= Charles W. Stephenson =

English amateur sportsman and surveyor

Charles William Stephenson (27 February 1853 – 22 April 1924) was an English amateur sportsman who made three appearances for England in the representative matches against Scotland in 1871 and 1872. He also was a member of the Football Association committee that agreed to the foundation of the first national knockout football competition, the FA Cup in 1871. By profession, he was a surveyor.

==Education==
Stephenson was educated at Westminster School, where he was a member of the school cricket team, making several appearances between 1869 and 1871.

==Football career==
Stephenson was a member of the Wanderers club, making his first appearance on 23 October 1869, aged 16. Described as "a most efficient back", he made 19 appearances for the Wanderers before "retiring" in 1873. He played in Wanderers' first two FA Cup ties in 1872 but was missing for the semi-final and final matches.

In February 1871, Stephenson was selected to represent England, as the solitary "back", in the third pseudo-international match against Scotland. The match ended in a 1–1 draw, with goals from Charles Nepean (Scotland) and R.S.F. Walker. Stephenson retained his place, now playing in goal, in the England XI for the next two matches, played on 18 November 1871 and 24 February 1872, which ended in victories for England, by scores of 2–1 and 1–0 respectively.

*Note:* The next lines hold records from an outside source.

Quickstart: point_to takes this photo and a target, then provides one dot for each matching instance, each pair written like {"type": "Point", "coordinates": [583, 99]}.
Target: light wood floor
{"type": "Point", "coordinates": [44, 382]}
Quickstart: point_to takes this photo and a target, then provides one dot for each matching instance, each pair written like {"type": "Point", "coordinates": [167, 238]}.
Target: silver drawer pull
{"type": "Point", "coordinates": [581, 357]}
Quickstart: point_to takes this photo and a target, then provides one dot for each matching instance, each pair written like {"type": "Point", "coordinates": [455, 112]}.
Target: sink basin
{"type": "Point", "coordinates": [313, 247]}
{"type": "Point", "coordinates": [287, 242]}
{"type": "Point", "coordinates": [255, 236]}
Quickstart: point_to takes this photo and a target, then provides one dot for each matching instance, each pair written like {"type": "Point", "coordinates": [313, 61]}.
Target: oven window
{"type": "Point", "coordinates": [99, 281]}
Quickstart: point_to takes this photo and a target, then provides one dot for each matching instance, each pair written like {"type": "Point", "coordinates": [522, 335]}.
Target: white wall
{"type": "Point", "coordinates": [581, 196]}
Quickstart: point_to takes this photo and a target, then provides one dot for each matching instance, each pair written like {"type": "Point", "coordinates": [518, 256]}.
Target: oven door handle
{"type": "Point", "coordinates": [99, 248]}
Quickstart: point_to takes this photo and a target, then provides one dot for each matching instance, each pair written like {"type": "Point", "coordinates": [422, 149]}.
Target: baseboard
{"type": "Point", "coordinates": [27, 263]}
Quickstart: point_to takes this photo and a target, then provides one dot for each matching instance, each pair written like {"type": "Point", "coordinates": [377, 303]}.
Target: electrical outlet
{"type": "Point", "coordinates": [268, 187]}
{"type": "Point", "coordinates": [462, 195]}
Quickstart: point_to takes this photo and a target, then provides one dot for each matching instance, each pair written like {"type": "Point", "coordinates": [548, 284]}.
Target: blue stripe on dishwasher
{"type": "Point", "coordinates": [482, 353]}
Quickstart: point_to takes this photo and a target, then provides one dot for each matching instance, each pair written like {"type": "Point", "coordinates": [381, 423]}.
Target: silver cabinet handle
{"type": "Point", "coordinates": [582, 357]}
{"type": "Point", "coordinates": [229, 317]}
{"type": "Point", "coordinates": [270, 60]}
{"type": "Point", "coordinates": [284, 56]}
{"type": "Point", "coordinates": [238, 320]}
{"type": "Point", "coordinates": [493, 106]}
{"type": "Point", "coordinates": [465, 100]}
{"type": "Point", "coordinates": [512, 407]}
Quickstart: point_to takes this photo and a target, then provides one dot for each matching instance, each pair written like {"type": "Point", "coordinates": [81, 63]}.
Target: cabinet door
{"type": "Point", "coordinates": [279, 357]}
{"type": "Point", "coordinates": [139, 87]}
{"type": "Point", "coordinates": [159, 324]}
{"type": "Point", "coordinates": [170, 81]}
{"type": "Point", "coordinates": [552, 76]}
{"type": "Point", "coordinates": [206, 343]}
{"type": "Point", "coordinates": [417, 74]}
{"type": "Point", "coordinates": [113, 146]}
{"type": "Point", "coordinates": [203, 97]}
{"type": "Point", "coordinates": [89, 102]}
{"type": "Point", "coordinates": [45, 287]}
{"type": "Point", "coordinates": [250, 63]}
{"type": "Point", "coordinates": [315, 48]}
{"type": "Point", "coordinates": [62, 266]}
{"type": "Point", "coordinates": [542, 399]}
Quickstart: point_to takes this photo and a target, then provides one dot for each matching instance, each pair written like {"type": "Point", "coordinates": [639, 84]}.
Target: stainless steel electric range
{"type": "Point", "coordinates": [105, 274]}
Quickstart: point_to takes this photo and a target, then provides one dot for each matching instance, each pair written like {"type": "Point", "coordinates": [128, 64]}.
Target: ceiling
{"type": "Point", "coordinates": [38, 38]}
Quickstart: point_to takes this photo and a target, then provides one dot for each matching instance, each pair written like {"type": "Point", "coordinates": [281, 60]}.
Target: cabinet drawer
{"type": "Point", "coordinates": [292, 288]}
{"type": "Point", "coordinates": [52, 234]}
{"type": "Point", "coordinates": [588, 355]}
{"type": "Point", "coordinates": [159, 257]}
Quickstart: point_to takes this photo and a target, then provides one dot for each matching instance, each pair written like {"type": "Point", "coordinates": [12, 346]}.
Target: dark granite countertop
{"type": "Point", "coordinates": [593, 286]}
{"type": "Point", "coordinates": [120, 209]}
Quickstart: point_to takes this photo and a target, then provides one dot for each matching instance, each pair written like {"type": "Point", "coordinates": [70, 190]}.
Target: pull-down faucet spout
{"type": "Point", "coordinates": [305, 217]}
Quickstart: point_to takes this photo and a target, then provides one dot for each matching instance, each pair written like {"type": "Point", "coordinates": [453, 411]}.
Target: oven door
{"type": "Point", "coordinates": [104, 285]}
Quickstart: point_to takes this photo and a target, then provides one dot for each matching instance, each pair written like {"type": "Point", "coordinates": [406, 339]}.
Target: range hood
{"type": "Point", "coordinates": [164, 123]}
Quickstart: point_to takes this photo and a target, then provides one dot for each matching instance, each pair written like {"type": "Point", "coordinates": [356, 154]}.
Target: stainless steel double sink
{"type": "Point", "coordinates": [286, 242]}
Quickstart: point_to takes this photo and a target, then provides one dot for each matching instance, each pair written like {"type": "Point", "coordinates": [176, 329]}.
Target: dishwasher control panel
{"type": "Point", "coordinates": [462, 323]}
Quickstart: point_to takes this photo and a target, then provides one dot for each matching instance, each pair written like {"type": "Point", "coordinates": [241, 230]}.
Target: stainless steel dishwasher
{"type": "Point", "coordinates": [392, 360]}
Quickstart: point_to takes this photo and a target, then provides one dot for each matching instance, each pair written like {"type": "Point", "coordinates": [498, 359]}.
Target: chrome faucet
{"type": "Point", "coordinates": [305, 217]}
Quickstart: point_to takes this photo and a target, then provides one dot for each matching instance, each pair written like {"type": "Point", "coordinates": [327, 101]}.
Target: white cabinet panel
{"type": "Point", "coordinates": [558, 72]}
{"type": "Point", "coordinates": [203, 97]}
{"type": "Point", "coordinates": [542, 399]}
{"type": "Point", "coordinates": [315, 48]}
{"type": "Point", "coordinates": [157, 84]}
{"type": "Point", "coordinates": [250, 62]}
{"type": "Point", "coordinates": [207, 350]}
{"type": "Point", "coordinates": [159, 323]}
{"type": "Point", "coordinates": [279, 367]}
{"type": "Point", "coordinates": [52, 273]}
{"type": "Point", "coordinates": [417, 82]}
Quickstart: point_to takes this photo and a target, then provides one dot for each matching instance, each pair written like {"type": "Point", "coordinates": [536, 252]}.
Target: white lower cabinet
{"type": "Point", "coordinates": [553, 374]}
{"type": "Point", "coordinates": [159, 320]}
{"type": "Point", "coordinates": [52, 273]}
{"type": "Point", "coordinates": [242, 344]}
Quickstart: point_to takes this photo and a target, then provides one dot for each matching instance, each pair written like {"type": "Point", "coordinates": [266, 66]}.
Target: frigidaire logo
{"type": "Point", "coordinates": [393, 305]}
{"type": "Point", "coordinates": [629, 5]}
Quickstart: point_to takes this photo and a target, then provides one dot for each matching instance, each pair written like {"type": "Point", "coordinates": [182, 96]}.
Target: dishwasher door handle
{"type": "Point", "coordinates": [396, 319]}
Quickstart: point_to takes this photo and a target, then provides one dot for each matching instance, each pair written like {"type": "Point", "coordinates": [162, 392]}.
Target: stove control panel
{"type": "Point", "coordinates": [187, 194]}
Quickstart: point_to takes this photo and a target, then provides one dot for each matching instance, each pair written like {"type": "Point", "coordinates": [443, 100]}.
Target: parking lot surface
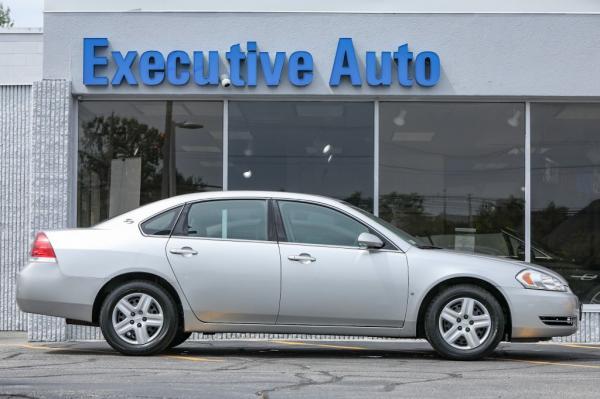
{"type": "Point", "coordinates": [292, 369]}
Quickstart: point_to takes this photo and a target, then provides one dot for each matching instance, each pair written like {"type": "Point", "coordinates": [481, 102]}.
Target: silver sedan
{"type": "Point", "coordinates": [271, 262]}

He was a member of the Football Association (FA) committee from 1871 to 1873. On 20 July 1871, C. W. Alcock, as secretary of the FA, convened a committee meeting at the offices of The Sportsman newspaper and proposed "that it is desirable that a Challenge Cup should be established in connection with the Association for which all clubs belonging to the Association should be invited to compete". The proposition was carried and the inaugural FA Cup tournament kicked off in November 1871.

Stephenson also played for the Barnes Club and appeared for London against Sheffield in 1871 and 1872.

==Professional career==
Stephenson was a surveyor by profession, working from offices in Parliament Street, Westminster.

In 1885, he was listed as a subscriber in the formation of The Old Hayswood Coal and Iron Co. Limited.

In December 1906, he was shown in the London Gazette as a Land Tax commissioner; also listed was Lord Kinnaird who had organised the Scottish team in the international matches played in 1870 and 1871.